No matter the scene or situation Roth presents characters that always seem to relate to the Trotta dynasty and how they rose from their peasant background to a barony.  The characters that Roth develops are interesting and their fundamental place in the novel is how they affect Franz and Carl Joseph.  These individuals include, Dr. Max Demant, a Jew who hated the military who was a close friend of Carl Joseph who was unaware of the affair his wife had with the youngest Trotta.  Count Wojoiech Chojnicki, a Trotta family friend who believed the Austro-Hungarian monarchy had already fallen apart.  Frau Valerie von Taussig, a former beauty who ages gracefully and was romantically involved with the younger Carl Joseph.  “Old Jacque,” Franz’s manservant who served for decades as a slave and confidant.  Dr. Skovonnek, Franz’ everyday chess partner. Professor Moser, a poor artist who painted the portrait of Joseph Trotta and the Emperor who were Franz’s closest friends.

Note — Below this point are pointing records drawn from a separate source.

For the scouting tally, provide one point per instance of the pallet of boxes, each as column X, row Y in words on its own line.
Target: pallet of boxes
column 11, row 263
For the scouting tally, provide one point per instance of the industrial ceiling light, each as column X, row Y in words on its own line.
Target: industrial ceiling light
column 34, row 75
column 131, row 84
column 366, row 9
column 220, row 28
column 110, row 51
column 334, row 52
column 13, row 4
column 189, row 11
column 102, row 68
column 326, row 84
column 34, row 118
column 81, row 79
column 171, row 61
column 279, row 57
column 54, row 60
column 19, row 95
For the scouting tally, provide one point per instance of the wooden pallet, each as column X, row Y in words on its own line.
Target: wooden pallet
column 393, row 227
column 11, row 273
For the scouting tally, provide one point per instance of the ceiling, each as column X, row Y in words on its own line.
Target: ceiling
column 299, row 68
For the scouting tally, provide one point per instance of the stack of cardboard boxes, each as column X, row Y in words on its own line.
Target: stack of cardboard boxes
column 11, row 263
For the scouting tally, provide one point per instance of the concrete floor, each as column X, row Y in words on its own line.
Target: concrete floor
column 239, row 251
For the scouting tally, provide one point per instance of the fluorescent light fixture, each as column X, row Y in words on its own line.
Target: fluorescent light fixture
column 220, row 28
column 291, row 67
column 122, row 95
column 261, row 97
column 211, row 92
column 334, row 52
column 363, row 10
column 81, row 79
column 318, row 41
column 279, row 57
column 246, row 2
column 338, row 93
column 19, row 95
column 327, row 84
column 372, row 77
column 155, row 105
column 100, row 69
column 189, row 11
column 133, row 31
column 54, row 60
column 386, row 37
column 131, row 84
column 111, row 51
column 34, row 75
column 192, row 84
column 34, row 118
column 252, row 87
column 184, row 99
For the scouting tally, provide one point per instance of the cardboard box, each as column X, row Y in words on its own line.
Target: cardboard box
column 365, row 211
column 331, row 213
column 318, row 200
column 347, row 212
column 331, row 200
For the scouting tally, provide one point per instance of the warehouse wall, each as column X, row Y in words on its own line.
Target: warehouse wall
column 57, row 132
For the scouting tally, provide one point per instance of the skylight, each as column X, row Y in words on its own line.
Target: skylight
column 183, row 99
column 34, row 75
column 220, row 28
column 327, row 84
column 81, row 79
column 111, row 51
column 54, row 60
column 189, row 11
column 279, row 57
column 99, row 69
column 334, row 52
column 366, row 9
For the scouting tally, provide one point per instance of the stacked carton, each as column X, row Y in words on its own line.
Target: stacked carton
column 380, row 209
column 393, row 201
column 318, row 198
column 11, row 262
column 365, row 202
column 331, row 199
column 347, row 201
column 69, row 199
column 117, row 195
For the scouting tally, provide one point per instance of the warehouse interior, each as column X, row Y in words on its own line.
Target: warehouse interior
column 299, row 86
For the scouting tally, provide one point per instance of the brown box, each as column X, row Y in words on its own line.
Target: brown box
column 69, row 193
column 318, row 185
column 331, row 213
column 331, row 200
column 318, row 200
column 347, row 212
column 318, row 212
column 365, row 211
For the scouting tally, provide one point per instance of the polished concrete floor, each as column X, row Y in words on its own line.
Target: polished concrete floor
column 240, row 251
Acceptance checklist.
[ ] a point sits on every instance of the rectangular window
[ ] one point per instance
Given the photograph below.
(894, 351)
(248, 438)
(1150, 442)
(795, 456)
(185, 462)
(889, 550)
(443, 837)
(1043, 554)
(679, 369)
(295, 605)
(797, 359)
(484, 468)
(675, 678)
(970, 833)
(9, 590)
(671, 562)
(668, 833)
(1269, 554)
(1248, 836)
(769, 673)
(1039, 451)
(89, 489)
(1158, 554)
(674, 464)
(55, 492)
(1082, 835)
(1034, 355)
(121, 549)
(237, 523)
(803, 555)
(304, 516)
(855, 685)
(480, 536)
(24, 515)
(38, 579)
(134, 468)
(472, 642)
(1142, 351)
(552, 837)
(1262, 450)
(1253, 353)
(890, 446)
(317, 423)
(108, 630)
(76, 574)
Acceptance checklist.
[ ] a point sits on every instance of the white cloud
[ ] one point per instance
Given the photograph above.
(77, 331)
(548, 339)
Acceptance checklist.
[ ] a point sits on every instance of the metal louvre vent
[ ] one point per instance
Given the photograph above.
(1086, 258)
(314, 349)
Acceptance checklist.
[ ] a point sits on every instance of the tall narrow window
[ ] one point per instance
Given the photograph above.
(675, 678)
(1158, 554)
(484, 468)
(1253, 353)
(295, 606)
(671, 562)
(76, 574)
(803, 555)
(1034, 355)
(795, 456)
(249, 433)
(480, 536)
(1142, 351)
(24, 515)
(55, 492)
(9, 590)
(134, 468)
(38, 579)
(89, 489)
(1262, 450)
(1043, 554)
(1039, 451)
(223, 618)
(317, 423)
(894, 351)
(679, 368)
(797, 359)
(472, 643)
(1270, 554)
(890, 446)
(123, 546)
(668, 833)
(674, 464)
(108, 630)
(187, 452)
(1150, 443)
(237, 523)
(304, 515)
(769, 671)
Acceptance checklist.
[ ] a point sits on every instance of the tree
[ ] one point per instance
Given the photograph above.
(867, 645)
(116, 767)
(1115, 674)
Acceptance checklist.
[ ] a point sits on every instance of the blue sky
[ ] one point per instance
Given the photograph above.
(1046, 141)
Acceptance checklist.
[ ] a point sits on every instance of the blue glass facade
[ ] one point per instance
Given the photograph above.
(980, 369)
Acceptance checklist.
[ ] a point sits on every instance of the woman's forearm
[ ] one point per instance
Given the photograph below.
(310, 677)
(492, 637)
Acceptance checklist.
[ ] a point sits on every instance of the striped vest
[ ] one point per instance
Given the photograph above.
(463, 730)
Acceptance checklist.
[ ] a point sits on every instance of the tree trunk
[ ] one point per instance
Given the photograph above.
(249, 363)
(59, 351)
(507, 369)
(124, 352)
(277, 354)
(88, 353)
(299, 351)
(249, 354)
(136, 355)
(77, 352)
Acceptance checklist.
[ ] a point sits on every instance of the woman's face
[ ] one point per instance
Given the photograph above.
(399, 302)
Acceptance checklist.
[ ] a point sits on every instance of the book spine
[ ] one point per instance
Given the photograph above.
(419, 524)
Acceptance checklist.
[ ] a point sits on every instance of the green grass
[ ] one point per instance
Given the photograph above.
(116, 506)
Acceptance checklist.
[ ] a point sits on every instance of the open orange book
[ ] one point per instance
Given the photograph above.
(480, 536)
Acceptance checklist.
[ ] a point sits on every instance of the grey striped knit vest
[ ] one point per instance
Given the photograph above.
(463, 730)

Roth’s description of the aging Franz Joseph is marvelous.  It delves deeply into the Emperor’s mindset, particularly in old age as he insists on participating and observing army maneuvers at the Russian border where Carl Joseph is posted.  Roth’s wording is precise as we witness an old man trying to evaluate his life’s work.  Commentary related to church services are indicative of Roth’s thought process and its application to the Emperor; “He had the feelings of having to pull himself together in God’s presence, as before some superior, and he was already so old!  He could have made it a little easier for me!  Thought the Emperor.  But God is even older than I am, and his ways are just as mysterious to me as maybe to all the men in my army.”

Roth loved the empire and its stagnating military.  The condition of the military is brought out by Carl Joseph’s posting to the Russian border and that and the overall plight of the empire becomes a tragedy in Roth’s mind because he believes that something could have been done to avoid the cataclysm that was approaching and in the end would result in the dissolution of the empire at Versailles.

Roth has authored a novel of the life of an officer in the Austro-Hungarian empire that must have been boring.  But it is the virtue of Roth’s style that boredom becomes interesting as a spiritual state.  It is this state that has a nostalgic charm of its own and the novel itself explains much about Europe’s past which would succumb to the battlefields of World War I.